If the votes did make such a difference, the Court would have been entitled to:

  • take this fact into account as part of its fairness discretion; and
  • if it considered it appropriate to do so, discount or completely disregard the votes on the grounds of an extraneous commercial interest (thereby potentially causing the scheme to fail).

However, as is often the case when votes are “tagged”, in the case of the Pulse scheme, Sante Capital’s votes were not decisive and the scheme would still have achieved the requisite level of shareholder approval even if the votes were taken out of the voting pool altogether.


So where does this leave the current state of play on collateral benefits and voting commitments in schemes of arrangement?
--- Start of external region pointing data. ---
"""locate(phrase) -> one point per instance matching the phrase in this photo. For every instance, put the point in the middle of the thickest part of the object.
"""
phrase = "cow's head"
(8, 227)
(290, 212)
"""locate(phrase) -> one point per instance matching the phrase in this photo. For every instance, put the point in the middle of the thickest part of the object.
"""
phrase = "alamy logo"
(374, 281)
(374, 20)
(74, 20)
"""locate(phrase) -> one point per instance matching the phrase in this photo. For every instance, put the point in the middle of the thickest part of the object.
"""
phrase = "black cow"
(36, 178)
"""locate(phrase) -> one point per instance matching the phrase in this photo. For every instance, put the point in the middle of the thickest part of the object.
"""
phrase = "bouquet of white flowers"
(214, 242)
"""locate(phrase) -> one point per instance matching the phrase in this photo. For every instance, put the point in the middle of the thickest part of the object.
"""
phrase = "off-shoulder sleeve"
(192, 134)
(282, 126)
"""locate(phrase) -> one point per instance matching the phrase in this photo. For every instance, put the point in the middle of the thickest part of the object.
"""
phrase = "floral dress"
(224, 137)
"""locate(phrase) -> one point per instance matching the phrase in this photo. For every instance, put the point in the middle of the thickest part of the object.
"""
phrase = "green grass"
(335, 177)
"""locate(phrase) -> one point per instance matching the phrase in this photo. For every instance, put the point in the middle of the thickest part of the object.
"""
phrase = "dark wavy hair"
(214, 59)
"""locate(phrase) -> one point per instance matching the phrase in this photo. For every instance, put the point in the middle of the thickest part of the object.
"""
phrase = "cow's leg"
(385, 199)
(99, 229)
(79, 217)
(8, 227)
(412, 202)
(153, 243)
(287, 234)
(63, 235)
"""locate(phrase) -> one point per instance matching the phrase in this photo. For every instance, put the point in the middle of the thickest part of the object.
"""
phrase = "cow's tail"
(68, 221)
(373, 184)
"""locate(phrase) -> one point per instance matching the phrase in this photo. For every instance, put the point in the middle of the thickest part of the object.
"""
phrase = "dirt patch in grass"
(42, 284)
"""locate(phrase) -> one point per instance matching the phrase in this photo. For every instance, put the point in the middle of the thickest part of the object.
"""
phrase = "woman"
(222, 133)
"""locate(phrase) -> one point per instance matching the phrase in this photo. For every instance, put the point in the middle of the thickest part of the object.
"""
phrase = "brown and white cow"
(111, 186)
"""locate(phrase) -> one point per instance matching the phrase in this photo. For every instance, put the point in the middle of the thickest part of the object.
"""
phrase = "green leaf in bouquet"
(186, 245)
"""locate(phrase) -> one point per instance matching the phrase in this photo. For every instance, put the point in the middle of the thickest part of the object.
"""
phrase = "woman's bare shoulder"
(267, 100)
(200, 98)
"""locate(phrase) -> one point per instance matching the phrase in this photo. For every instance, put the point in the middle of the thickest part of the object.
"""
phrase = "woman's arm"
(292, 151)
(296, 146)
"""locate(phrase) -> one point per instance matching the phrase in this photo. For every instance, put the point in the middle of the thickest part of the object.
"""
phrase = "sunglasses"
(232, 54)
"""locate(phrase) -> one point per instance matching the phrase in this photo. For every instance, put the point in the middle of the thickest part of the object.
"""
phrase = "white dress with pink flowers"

Although each case will, as always, turn on its own facts and circumstances, the general position is set out below.

As to collateral benefits, generally speaking:

  • if the collateral benefit does not confer a “net benefit” on a shareholder, the benefit should neither be class creating nor require the shareholder’s votes to be discounted or disregarded; and
  • if the collateral benefit does confer a “net benefit” on a shareholder, the benefit may either be class creating or, more likely (particularly if the benefit is coming from the bidder), require the shareholder’s votes to be discounted or disregarded.

As to voting commitments, these will generally not be class creating, however:

  • if the shareholder has committed to vote in favour of the scheme in the absence of a superior proposal, the Court is unlikely to discount or disregard the votes of that shareholder; and
  • if the shareholder has committed to vote in favour of the scheme irrespective of whether a superior proposal emerges, the Court may consider whether it is appropriate to discount or disregard the votes of that shareholder.


  1. The Takeovers Panel has explained that, in considering whether a collateral benefit constitutes a “net benefit” it is necessary to, firstly, compare any advantage that is received by the particular target shareholder under the relevant side deal with the bidder against what all other target shareholders are receiving in connection with the takeover or scheme, rather than analysing the benefit in isolation. Secondly, the advantage received by the shareholder must be compared to what the shareholder has given up. It is only if the advantages of the side deal outweigh the detriments suffered in connection with the side deal that there can be said to be a “net benefit”.